Ну, откуда он такой, этот Иноземцев? Не от своей же врожденной натуры? Наша «генная инженерия» идеологического и нравственного преобразования личности по лучшим образцам непримиримых борцов за «светлое будущее» к тому времени достигла немалых успехов. Да и ребята по отношению к Гулиеву проявили невольную жестокость. Что ж, на то и гены, чтоб передаваться по наследству от поколения к поколению. Такими нас сделали. Такими мы были.
То ли дело Михаил Иванович, заступивший на пост вместо Гулиева! Этому вопросов не задавали, поскольку был он никем — ни техником, ни летчиком, ни штурманом, просто замполит. Но ученый (в смысле обученный). Ходил пьяненький. Только никто не мог понять и выследить, где он умудряется выпивать? Несомненно было одно — сам, один, без напарников и свидетелей. К нему никто никогда не подходил. Он же, подстраиваясь к беседующим или сидя вместе со всеми в землянке, был абсолютно незамечаем, будто его и нет.
Но однажды под Сталинградом, еще будучи на эскадрильской ступеньке, он невзначай «прославился». Когда при вворачивании взрывателей одна бомба взорвалась, а за нею сдетонировало еще несколько, разнеся в мелкие осколки самолет и почти что в брызги тех, кто под ним работал, прибежавший на ЧП Михаил Иванович первым делом осведомился о погибших: «Кто такие?» Ему перечли имена техников, механиков, оружейников, на что тот, как бы про себя, но во всеуслышание срезюмировал:
— А-а, техсостав? Неважно…
С той минуты его люто возненавидели и терпели как неизбежность, с которой лучше не связываться.
После интенсивной летней бомбежки немецких позиций в полосах наступающих фронтов мы не заметили, как влетели в украинскую осень. Под затяжными дождями Бышев стал расползаться, а западные аэродромы, еще занятые фронтовой авиацией, не были готовы для приема наших самолетов. Пришлось на время поменять нашу площадку на более прочную, хоть и тесную, по соседству. Весь корпус Логинова, окружавший в то время Киев, сидел «на чемоданах», но боевую работу не сворачивал, и в малейший просвет полки устремлялись на боевые задания. Когда же дожди и густые неподвижные туманы заклинивали весь узел намертво, войско рассасывалось по своим берлогам и предавалось самым безалаберным занятиям.
Но однажды, в предвидении нелетной ночи группу офицеров пригласили в Киевский цирк.
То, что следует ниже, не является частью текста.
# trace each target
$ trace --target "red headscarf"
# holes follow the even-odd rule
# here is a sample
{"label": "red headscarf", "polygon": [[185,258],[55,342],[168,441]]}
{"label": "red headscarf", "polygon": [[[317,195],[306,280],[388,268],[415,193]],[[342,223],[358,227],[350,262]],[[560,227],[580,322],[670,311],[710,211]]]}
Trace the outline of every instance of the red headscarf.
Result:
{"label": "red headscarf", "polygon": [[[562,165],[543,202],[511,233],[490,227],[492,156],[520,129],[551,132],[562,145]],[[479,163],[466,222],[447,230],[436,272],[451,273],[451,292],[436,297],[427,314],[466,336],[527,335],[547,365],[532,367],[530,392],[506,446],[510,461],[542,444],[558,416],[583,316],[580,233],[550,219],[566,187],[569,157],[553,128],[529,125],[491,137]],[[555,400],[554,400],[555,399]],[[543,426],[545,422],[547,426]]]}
Там выступал Эмиль Кио — знаменитый иллюзионист. Билеты были вручены Героям Советского Союза и наиболее «интенсивно» награжденным орденами. «В цирк, — потребовал командир корпуса, — всем явиться в наградах».
К вечеру, кто на чем — на перегруженных полуторках, «виллисах», мотоциклах, по дорогам, ведущим в Киев, обгоняя друг друга, «звездным налетом» со всех аэродромов — логиновская гвардия слетелась под брезентовые своды храма циркового искусства. Только заняв свои места, мы поняли тайный замысел требования о явке в наградах: у всех оказались билеты в первом ряду, по кругу окаймлявшем арену, и сплошная цепь орденов на груди их владельцев в свете цирковых софитов создавала совершенно необыкновенную волнующую картину. Зрители пришли в неописуемый восторг. К нашим ногам с верхних рядов летели цветы, видимо, предназначенные для артистов. Мы чувствовали себя изрядно смущенными, но, кажется, и счастливыми.
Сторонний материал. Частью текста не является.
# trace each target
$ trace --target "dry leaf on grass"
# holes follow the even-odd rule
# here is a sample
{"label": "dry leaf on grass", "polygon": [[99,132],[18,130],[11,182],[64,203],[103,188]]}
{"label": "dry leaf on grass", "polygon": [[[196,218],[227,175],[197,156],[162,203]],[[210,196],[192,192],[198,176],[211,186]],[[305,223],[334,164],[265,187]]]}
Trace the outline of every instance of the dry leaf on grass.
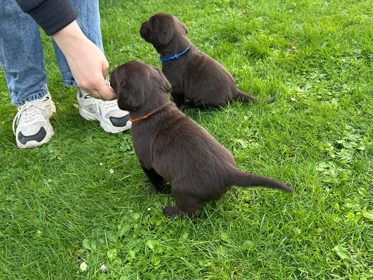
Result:
{"label": "dry leaf on grass", "polygon": [[292,52],[293,51],[294,51],[294,52],[298,52],[298,49],[296,47],[294,47],[292,45],[290,45],[290,48],[285,49],[284,51],[288,53],[290,52]]}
Перед самым началом представления из центрального входа вдруг появился Евгений Федорович Логинов в сопровождении с двух сторон высоченных красавцев, командиров дивизий, Василия Гавриловича Тихонова и Алексея Ивановича Щербакова. Евгений Федорович, хоть и был небольшого росточка, в своей генеральской форме рядом с великанами полковниками не потерялся. Мы невольно встали, встречая своих командиров, и это вызвало еще большее волнение в зрительских рядах.
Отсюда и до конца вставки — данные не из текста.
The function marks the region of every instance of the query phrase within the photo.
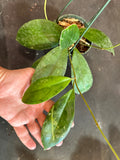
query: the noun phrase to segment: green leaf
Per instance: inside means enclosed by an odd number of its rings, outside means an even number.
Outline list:
[[[16,40],[30,49],[50,49],[58,45],[61,31],[62,27],[55,22],[35,19],[18,30]]]
[[[42,126],[44,149],[55,146],[67,136],[74,119],[74,109],[75,94],[72,89],[54,104]]]
[[[38,79],[30,85],[25,92],[22,101],[26,104],[42,103],[56,96],[70,83],[71,78],[50,76]]]
[[[85,28],[81,28],[80,35],[82,35],[84,31],[85,31]],[[87,33],[84,35],[84,37],[89,41],[91,41],[92,43],[94,43],[95,45],[97,45],[98,47],[103,48],[111,52],[113,55],[115,55],[114,49],[113,48],[109,49],[110,47],[113,46],[110,38],[100,30],[90,28],[87,31]]]
[[[72,63],[76,74],[77,85],[81,93],[87,92],[93,84],[93,77],[87,61],[76,48],[73,51]],[[74,77],[73,70],[71,72],[71,76]],[[76,85],[74,85],[74,89],[75,93],[79,94]]]
[[[69,48],[79,39],[79,28],[76,24],[70,25],[64,29],[60,36],[60,46],[62,49]]]
[[[64,76],[67,67],[68,50],[56,47],[40,59],[32,77],[32,83],[48,76]],[[36,62],[37,63],[37,62]]]
[[[40,57],[39,59],[37,59],[33,64],[32,64],[32,68],[36,69],[38,64],[40,63],[42,57]]]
Во втором отделении арену занял со своим пестрым цветником прехорошеньких ассистенток Эмиль Кио. Маэстро был раздражен и заметно злился. Еще бы: его девицы работали крайне рассеянно, не столько следя за манипуляциями шефа, сколько скользя глазами по нашему ряду и, конечно, находя там ответную реакцию. Не случайно наши самые отчаянные сердцееды в полки вернулись под утро.
Конечно, такую, по терминологии того времени, «культурную вылазку», мог затеять только Евгений Федорович. Вот уж совершенно нестандартный человек, во всем неожиданный и необычный — во взглядах, поступках, решениях. Была в нем врожденная внутренняя культура, живой, подвижный ум и неуемная жажда деяния. Не потому ли в организации и руководстве боевой работой он был инициативнее и прозорливее многих других, и не только равных ему в чинах, а и тех, что постарше. Самолеты- блокировщики, объединившиеся в полки, — его идея. Воздушный КП был только у него. Противодействие немецкой радиолокации он внедрил первым.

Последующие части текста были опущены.